Definition
The total number of passengers boarding aircraft at an airport over a given period, typically measured annually. Enplanements are used by the FAA to categorize airports and determine federal funding eligibility under the National Plan of Integrated Airport Systems (NPIAS).
Plain English
A count of how many people get on planes at an airport during a year. Each time a passenger boards, that counts as one enplanement.
Context Anchor
Seen in airport category discussions, airport planning, and FAA descriptions of how busy an airport is for passenger service.
Derivation
From 'en-' (meaning 'to put into' or 'onto') plus 'plane.' Literally 'the act of getting onto a plane.' The opposite term, 'deplanement,' refers to passengers getting off.
Why Pilots Care
Airport category based on enplanement volume determines available services, instrument approach procedures, and infrastructure support a pilot can expect.
Intuition Check
Do not read enplanements as total people using the airport.

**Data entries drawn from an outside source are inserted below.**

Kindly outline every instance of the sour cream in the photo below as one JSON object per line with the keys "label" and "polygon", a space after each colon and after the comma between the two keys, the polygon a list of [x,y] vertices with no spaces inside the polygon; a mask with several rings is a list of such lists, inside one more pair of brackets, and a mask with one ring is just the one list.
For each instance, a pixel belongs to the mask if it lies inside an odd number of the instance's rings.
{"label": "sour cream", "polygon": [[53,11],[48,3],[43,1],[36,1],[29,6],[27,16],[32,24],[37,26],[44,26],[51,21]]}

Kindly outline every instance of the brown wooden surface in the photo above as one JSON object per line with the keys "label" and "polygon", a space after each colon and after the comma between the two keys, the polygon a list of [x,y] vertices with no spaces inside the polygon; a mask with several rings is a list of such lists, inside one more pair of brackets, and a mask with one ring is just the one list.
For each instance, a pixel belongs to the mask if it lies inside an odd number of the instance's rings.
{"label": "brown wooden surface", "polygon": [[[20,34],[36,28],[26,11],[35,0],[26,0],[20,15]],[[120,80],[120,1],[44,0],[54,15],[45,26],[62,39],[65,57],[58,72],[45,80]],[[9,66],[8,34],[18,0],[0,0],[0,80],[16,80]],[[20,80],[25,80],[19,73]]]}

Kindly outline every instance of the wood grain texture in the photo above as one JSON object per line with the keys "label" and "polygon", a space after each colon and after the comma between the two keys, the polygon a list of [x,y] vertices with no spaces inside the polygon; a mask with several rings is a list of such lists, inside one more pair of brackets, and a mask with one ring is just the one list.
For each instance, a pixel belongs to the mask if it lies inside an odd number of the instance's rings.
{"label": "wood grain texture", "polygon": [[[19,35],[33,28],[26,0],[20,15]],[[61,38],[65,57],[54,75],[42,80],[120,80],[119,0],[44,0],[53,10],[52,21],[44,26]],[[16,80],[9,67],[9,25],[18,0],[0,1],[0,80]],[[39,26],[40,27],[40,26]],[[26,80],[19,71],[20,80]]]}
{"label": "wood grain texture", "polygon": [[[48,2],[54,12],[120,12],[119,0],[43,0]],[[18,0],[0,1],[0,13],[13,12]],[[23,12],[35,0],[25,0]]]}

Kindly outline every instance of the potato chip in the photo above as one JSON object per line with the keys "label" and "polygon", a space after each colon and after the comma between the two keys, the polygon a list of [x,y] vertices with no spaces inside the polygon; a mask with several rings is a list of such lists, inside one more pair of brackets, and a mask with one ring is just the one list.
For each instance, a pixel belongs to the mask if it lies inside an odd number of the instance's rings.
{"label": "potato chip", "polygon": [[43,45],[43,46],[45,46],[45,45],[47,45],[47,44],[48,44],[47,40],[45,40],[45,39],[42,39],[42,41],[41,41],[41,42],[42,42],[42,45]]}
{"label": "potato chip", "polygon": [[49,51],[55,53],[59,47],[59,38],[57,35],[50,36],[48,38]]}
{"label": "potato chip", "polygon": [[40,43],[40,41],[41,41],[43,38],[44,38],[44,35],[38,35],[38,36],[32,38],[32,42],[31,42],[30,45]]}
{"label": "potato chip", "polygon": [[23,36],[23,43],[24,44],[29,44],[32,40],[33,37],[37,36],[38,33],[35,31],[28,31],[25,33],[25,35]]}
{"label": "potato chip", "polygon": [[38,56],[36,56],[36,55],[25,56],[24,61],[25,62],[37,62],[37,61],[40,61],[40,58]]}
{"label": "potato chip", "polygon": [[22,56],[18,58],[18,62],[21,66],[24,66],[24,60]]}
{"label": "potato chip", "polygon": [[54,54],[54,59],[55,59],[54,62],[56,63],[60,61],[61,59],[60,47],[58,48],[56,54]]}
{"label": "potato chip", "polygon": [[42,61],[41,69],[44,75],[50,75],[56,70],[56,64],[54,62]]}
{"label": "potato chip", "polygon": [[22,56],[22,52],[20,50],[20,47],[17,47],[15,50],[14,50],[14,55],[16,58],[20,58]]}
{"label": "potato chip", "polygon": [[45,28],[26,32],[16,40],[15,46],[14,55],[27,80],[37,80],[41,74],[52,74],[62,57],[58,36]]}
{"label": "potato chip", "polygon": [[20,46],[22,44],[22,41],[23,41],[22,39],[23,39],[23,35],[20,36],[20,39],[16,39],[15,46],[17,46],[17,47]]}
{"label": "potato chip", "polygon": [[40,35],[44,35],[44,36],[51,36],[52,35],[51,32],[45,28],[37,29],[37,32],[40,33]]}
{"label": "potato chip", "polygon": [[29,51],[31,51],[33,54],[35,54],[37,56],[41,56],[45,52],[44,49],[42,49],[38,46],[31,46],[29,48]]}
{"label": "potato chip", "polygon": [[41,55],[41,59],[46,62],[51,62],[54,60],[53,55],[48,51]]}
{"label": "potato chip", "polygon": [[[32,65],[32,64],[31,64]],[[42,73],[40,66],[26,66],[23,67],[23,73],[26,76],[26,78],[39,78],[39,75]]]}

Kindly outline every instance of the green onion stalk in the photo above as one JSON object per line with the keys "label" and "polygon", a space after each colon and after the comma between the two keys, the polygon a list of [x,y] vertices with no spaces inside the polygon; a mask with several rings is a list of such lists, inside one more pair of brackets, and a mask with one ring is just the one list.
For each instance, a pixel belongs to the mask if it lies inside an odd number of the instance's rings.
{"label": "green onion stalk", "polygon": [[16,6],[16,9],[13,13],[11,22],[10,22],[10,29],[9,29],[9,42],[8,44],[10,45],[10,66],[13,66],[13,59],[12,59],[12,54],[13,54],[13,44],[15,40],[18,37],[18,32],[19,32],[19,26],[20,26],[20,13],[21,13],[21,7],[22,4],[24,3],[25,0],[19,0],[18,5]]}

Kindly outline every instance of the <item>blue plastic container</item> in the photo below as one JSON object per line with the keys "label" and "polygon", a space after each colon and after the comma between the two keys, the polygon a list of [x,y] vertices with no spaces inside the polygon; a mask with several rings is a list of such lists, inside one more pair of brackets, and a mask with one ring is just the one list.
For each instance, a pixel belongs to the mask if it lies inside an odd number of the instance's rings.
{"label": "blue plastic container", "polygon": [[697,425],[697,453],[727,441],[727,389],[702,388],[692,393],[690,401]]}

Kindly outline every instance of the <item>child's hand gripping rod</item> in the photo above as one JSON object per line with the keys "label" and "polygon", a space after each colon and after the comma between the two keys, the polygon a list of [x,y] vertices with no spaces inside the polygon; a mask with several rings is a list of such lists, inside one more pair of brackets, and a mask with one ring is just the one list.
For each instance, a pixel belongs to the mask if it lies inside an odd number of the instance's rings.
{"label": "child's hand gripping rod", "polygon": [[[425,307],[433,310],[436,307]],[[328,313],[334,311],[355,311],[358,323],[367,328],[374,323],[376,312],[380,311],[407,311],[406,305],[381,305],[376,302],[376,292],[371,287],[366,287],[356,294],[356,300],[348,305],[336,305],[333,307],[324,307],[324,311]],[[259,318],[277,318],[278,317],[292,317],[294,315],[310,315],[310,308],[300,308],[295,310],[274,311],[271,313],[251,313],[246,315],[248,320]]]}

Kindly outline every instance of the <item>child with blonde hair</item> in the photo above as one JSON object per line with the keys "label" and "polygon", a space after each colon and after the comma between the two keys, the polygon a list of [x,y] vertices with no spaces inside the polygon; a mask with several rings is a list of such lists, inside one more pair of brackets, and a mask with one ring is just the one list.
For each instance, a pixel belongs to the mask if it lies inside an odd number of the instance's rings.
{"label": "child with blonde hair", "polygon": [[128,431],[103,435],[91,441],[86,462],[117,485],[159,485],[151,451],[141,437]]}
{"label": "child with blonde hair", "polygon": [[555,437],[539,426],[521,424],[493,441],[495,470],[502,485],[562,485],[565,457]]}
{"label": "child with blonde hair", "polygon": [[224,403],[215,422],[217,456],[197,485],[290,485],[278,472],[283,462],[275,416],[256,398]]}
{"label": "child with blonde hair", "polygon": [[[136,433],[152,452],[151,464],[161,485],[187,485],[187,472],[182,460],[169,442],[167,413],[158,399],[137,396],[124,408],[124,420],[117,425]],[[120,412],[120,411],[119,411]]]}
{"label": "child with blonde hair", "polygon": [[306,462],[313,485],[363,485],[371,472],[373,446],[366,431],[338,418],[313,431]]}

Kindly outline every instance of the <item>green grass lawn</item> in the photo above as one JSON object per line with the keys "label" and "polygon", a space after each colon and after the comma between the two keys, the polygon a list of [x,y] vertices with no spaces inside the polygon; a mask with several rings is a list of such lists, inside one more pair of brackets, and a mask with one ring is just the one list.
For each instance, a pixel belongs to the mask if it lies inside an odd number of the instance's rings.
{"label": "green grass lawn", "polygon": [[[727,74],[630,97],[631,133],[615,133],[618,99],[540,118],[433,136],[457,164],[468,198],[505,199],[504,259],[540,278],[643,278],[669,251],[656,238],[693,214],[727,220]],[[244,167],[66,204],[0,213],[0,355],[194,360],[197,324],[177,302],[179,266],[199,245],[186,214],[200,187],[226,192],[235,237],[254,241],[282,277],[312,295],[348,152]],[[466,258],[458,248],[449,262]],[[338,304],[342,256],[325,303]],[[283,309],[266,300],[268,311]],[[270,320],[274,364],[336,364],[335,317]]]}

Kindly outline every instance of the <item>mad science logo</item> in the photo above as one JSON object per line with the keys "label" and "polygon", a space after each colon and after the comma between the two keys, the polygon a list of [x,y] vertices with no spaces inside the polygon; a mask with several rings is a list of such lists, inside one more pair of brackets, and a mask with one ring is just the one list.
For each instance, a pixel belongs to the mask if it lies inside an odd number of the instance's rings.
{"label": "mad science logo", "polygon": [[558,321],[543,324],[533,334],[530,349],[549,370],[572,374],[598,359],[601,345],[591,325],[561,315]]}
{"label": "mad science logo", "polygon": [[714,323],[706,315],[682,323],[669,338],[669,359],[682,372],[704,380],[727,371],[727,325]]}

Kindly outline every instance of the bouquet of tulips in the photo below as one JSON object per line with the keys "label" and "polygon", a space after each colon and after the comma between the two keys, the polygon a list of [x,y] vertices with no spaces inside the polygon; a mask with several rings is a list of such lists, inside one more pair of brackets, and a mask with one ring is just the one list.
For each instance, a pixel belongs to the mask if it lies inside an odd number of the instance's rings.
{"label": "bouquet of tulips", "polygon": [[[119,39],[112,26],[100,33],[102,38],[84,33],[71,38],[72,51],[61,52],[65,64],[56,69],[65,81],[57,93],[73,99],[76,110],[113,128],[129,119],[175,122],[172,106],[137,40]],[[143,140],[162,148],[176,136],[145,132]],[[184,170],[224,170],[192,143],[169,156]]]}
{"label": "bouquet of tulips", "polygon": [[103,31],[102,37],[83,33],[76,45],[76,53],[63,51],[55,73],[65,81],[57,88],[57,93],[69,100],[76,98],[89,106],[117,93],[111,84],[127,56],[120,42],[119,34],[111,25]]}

It counts passengers getting on aircraft there, not everyone in the terminal and not passengers who only get off there.
Example Sentence 1
An airport with at least 10,000 annual enplanements that offers scheduled passenger service is classified by the FAA as a primary commercial service airport.
Example Sentence 2
Low annual enplanements at a rural field limit the types of instrument approaches and fuel services available to arriving pilots.